The start of the Baikal neutrino experiment dates back to 1 October 1980, when a laboratory of high-energy neutrino astrophysics was established at the Institute for Nuclear Research of the former Academy of Sciences of the USSR in Moscow. This laboratory would become the core of the Baikal collaboration.
The original NT-200 design was deployed in stages 3.6 km from shore at a depth of 1.1 km.
The first part, NT-36 with 36 optical modules (OMs) at 3 short strings, was put into operation and took data up to March 1995.[2] NT-72 ran 1995 - 1996 then was replaced by the four-string NT-96 array.[3] Over its 700 days of operation, 320,000,000 muon events were collected with NT-36, NT-72, and NT-96. Beginning April 1997, NT-144, a six-string array took data. The full NT-200 array with 192 modules was completed April 1998.[4] In 2004–2005 it was updated to NT-200+ with three additional strings around NT-200 at distance of 100 meters, each with 12 modules.[5] [6]

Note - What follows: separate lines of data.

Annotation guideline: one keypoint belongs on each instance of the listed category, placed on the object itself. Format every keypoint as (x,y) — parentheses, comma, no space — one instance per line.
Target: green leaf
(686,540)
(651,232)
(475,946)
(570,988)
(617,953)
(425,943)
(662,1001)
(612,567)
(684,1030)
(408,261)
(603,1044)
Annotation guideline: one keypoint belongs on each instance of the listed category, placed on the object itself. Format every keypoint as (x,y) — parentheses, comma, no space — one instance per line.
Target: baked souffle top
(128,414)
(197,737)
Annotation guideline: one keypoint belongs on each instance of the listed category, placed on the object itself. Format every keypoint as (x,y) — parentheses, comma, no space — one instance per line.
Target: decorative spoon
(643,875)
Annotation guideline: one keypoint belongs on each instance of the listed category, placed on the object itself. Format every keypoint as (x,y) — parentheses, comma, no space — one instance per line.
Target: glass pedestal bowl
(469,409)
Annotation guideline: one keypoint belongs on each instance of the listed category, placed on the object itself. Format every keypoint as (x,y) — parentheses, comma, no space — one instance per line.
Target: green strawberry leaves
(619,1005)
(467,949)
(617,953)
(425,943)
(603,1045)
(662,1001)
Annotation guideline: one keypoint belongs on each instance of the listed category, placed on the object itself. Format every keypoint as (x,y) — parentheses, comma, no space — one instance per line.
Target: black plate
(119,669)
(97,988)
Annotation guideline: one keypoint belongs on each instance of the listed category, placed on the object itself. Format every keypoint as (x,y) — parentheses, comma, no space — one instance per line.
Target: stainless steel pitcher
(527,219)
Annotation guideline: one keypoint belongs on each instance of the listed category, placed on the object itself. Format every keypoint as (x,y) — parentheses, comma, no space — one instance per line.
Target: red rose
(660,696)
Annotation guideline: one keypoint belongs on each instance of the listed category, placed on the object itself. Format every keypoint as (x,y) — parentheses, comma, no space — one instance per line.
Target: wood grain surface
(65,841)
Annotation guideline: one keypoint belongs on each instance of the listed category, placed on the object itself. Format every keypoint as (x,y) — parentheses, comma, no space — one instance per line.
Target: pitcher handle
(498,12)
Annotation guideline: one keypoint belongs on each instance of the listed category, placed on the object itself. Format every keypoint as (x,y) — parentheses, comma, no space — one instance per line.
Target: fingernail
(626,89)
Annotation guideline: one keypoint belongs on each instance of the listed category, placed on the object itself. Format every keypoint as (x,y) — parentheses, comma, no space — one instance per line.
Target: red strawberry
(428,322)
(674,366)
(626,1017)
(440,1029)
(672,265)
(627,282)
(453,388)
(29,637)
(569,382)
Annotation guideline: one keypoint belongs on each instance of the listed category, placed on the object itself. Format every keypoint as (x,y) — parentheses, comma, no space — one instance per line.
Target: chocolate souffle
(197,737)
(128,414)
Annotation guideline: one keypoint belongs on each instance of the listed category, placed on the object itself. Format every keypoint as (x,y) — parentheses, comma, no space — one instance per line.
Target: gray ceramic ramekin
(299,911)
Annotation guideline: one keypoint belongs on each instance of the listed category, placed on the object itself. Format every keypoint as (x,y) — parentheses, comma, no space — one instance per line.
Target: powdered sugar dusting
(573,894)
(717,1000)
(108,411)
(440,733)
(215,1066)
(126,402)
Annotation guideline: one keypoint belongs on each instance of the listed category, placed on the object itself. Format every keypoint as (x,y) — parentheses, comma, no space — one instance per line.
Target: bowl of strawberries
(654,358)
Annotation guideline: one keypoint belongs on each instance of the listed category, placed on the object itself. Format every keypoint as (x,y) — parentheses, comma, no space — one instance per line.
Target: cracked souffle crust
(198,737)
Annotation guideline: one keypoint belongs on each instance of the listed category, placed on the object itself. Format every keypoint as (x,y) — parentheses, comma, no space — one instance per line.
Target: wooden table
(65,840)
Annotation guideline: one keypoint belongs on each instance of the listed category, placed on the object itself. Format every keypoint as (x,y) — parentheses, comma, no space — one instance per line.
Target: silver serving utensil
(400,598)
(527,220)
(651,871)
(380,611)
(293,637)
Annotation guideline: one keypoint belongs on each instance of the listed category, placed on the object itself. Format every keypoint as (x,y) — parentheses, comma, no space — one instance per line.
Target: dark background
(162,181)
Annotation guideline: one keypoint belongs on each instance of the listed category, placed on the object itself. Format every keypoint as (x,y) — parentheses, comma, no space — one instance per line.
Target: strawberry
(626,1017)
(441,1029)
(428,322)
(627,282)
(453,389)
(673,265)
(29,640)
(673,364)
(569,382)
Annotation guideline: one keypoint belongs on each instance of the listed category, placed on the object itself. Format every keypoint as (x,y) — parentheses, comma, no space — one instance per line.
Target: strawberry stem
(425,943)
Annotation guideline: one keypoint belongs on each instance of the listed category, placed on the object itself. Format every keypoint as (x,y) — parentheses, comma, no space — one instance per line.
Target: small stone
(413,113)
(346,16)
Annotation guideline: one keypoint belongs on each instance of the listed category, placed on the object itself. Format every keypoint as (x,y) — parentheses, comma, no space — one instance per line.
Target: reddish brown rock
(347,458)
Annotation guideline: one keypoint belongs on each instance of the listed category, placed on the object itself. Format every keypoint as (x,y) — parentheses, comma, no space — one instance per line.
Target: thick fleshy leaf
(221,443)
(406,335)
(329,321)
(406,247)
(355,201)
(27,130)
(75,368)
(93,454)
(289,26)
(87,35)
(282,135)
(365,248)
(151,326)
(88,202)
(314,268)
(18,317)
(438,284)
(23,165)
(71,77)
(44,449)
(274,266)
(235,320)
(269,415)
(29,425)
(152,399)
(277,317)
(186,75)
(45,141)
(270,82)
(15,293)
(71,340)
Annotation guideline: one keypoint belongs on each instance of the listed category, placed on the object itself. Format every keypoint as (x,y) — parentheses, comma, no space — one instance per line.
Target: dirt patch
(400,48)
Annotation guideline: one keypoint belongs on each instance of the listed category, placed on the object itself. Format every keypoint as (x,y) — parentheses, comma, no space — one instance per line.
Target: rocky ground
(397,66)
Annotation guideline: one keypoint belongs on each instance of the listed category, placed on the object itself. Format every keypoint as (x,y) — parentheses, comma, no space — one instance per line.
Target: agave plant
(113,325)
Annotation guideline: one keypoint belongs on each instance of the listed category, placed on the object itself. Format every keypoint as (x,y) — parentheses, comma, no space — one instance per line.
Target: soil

Since 2016, a 1 cubic km telescope, NT-1000 or Baikal-GVD (or just GVD, Gigaton Volume Detector), is being built.[7] The first stage of 3 strings was switched on in April 2013.[8] [9] During 2015 the GVD demonstration cluster (also known as Dubna) with 192 optical modules was successfully operated. This concluded the preparatory phase of the project. In 2016 the construction of the first phase of the telescope began with the demonstration cluster being upgraded to the baseline configuration for a single cluster, with 288 OMs on eight vertical strings.[10] The first phase of the telescope, when completed, is expected to contain 8 such clusters. This first phase was expected to be completed around 2020.
As of 2018, the Baikal telescope continued to operate and to be developed.[11]
On 13 March 2021, the first phase of the telescope, GVD-I, was completed. It consisted of 8 clusters of 288 OMs each, and had a volume of about half a cubic kilometre. In the years to come the telescope will be expanded to measure one cubic kilometre (the full planned size).[12] The project's cost (for the GVD-I phase) was about 2.5 billion Russian rubles (about 34 million $USD).[13]
BDUNT has used its neutrino detector to study astrophysical phenomena. Searches for relic dark matter in the Sun[14] and high-energy muons[15] and neutrinos[16] have been published.